Craft said he does not know the average amount on each check since the rebate is based on usage. Residences or businesses that use more energy, he said, receive a larger check.

Naturally, he said, businesses received on average a larger check than residents since businesses tend to use more energy.

The largest check was for $31,000 and went to a local business, Craft said.

Large industries that already receive a discount on energy prices, Craft said, were not included in the rebate.

The rebate stems from a longstanding contract signed with Sidney A. Murray Jr. Hydroelectric Station in which the town is obligated to purchase 6 percent of the power generated each month. In return, the city receives a royalty each quarter from the hydroelectric plant.

This year that royalty rate was 7.9 percent, though Craft said the royalty would rise to 10.4 percent in 2019 and to 20 percent in 2021.

Royalties for this year totaled approximately $11.8 million. Of that amount, only $1.2 million was left after the city paid power costs, replenished its reserve account and other expenditures laid out in city ordinance 588.

The ordinance stipulates the amount returned to customers cannot exceed half of the remaining amounts after these expenditures have been calculated, leaving approximately $600,000 for the rebate.

As the royalty increases, however, Craft said he hopes the rebate will also grow.

The maximum rebate a customer can receive is half of his or her electric bill for the year. With $600,000, Craft said no customer would likely hit the maximum. But as the royalties — and the rebates — grow, he said hitting the maximum repayment could become a reality.
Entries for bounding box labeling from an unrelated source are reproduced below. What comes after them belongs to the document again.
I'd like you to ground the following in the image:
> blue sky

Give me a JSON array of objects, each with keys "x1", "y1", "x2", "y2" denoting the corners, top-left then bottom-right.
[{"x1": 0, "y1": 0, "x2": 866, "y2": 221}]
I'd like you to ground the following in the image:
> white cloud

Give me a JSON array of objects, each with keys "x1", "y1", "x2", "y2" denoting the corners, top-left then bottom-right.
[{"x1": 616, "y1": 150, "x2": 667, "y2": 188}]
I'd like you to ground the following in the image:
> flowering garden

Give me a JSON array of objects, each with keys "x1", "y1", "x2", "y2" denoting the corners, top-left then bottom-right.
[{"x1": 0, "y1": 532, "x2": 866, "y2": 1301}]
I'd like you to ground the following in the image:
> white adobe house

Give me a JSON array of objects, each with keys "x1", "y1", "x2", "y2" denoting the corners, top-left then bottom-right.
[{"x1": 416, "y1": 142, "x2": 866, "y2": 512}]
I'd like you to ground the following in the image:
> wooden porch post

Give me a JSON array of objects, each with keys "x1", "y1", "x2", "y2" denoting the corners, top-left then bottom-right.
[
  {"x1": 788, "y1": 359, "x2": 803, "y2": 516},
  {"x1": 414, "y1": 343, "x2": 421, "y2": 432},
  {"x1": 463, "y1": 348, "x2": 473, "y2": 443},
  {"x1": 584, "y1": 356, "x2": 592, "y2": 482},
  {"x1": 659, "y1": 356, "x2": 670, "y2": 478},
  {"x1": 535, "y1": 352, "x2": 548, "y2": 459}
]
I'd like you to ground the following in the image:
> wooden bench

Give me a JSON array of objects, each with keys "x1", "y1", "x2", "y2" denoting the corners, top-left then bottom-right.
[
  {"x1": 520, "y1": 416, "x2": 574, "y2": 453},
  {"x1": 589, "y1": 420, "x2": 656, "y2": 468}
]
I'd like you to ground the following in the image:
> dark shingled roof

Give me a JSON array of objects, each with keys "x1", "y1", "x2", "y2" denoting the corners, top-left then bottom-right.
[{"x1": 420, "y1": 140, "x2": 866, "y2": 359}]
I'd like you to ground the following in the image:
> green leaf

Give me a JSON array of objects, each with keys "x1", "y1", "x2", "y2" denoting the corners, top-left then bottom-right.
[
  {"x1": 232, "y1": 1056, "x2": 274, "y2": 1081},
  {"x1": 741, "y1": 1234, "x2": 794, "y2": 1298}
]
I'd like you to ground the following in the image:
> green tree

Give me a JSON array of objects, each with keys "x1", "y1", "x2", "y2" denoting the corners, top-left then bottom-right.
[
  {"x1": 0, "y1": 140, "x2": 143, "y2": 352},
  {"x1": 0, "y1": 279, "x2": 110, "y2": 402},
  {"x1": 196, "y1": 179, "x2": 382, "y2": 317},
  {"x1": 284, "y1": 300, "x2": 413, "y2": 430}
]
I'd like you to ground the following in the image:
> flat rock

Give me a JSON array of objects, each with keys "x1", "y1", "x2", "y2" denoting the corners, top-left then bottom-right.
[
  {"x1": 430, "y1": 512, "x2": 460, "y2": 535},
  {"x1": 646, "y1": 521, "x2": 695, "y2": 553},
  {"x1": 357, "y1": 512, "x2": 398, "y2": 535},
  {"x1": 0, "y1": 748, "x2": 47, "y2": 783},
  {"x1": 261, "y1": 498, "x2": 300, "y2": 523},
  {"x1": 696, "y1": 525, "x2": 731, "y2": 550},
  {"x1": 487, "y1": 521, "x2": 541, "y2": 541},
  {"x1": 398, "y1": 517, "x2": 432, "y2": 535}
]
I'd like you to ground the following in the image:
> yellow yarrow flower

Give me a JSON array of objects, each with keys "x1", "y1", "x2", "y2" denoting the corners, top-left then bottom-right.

“This will be a big windfall for the city,” Craft said.

Even this year’s rebate, he said, is the largest one yet for the town.

Craft said though the rebate is mandated by city ordinance 588 to be sent out yearly, the 2017 repayment is one of only a few in the years since the agreement was signed in 1990.

Last year, Craft said residents received a rebate in the form of credit toward their electric bills. Instead, Craft said he preferred to send out check.

“People like checks,” he said. “There’s something different about them.”

Craft said he would like to continue to send out rebates each year around Christmas, as was one of his campaign promises in running for mayor.